People are not very familiar with this because it is in fact a new knowledge for many people. It is a very strict and new concept in relation to the vocabularies of spoken languages, also.
Which is why, yes, in this case it’s probably best to use a literal translation, although it sounds strange. Dereference, overreact (grammatically more correct in the current spelling reform than de-reference), defer (Brazilian edition of Kernighan & Ritchie, the authors of the language).
The suggestion ai is to use a footnote, after using the adapted term, and in this note:
- Put the original word in italics.
- Explain what he ago, and not worry too much about the etymology of the thing.
(2) may seem strange, but this is because a possible interpretation in English uses a completely different word: Reinterpret or remap.
A pointer is a pointer, and although it is written down as a type, it is still a mere memory address. A dereferenced pointer is a memory address reinterpreted as something else (the structure or the class), so that the code knows row the memory and thus finding the address of the components of the element or class from the original pointer.
Another reason to use a literal translation is to allow the person get find the term later, in more advanced literatures -- where the term simply is not translated -- or even in the original literature.
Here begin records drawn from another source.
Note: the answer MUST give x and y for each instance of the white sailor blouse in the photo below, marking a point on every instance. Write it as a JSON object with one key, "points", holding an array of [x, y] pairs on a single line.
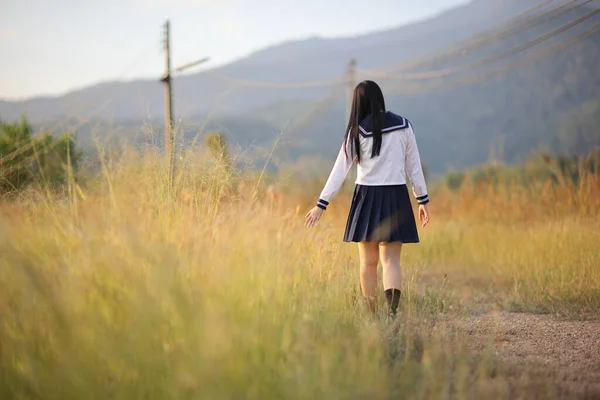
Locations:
{"points": [[398, 158]]}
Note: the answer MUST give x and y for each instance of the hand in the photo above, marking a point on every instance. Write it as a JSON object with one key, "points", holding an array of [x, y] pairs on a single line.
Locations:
{"points": [[424, 215], [313, 216]]}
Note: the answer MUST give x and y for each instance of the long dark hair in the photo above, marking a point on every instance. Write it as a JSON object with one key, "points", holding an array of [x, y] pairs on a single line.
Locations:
{"points": [[367, 100]]}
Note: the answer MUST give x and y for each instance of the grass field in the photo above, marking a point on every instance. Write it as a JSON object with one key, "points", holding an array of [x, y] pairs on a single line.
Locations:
{"points": [[126, 287]]}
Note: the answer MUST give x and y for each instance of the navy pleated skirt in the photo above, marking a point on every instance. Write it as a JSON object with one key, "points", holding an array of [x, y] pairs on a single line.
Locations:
{"points": [[381, 214]]}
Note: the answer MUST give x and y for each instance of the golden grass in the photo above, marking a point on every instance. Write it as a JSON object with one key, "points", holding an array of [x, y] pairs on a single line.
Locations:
{"points": [[131, 288]]}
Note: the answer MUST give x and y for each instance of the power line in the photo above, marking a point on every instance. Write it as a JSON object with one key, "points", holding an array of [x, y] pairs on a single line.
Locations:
{"points": [[478, 41], [483, 75], [450, 70], [270, 84]]}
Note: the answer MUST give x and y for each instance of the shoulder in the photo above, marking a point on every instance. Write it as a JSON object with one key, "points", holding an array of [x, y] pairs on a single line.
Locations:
{"points": [[395, 122], [392, 122]]}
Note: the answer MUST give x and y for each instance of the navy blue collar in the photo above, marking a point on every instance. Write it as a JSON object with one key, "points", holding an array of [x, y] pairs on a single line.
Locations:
{"points": [[392, 122]]}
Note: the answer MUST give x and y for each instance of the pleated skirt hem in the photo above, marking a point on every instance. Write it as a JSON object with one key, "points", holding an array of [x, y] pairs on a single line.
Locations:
{"points": [[381, 214]]}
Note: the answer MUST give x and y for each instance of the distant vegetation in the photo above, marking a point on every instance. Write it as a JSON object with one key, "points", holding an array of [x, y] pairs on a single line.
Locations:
{"points": [[543, 168], [27, 159]]}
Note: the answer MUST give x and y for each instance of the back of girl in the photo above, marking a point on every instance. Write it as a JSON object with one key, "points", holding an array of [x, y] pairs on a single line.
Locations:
{"points": [[381, 218]]}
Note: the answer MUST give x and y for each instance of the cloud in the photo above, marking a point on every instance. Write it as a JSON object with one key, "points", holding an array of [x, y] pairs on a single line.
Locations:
{"points": [[8, 32], [206, 4]]}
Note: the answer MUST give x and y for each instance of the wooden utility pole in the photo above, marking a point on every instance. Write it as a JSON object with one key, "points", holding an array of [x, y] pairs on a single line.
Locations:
{"points": [[351, 82], [169, 117], [167, 80]]}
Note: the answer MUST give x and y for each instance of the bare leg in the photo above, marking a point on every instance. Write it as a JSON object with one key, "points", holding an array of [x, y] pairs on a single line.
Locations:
{"points": [[389, 254], [369, 258]]}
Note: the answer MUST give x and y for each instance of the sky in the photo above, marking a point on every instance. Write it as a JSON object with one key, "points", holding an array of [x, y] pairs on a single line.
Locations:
{"points": [[52, 47]]}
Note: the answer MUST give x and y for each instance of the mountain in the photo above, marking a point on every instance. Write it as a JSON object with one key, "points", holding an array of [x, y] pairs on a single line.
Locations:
{"points": [[550, 102]]}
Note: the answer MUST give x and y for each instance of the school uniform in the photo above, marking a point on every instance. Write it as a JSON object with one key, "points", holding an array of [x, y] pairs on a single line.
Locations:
{"points": [[381, 209]]}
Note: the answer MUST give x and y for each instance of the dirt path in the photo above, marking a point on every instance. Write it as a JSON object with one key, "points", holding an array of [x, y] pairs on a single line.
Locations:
{"points": [[537, 349]]}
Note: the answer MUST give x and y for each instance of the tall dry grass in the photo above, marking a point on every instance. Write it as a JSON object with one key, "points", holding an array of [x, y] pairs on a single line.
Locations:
{"points": [[129, 287]]}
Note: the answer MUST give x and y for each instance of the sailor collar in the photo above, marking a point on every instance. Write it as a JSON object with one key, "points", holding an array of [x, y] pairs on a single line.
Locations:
{"points": [[391, 122]]}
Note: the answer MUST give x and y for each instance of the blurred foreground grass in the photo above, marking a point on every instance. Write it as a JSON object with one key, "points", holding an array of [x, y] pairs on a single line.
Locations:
{"points": [[130, 288]]}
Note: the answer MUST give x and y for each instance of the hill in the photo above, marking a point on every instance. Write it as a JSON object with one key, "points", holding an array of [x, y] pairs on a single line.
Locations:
{"points": [[549, 102]]}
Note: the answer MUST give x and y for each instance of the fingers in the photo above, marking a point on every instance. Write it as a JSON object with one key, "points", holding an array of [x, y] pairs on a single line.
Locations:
{"points": [[311, 219]]}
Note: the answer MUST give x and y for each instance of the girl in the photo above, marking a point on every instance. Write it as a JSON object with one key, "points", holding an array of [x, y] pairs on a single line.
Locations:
{"points": [[381, 218]]}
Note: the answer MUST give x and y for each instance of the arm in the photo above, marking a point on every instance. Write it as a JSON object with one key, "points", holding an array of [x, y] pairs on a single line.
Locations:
{"points": [[336, 177], [414, 168]]}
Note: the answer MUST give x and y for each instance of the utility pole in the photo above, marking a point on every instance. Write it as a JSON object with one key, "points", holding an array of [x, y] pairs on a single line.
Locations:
{"points": [[169, 111], [351, 82], [169, 117]]}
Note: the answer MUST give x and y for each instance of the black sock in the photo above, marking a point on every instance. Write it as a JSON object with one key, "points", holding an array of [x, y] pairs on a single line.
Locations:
{"points": [[393, 298]]}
I see two possibilities, dereference and overreact (compared to, for example, melting). You would have to investigate the etymology of prefixes to see if they match. The idea of the term, in my opinion, is to derive or calculate information (content in memory) from a reference (that although it is often treated as a memory address, it must be considered something abstract pointing to something, and may even be a composite infomation, for example an absolute address plus a delta, depending perhaps on the memory architecture adopted).
– Piovezan
Related: https://answall.com/q/507427/357
– Piovezan
@Piovezan thank you for the information, and you are quite right in the remarks you make, in my particular case it is even more a matter of terminology, that is, in my explanations I need to use this term often.
– anastaciu
From the 2nd edition of Kernighan & Ritchie in Brazilian Portuguese: "The unary operator * is the indirect or deferential operator".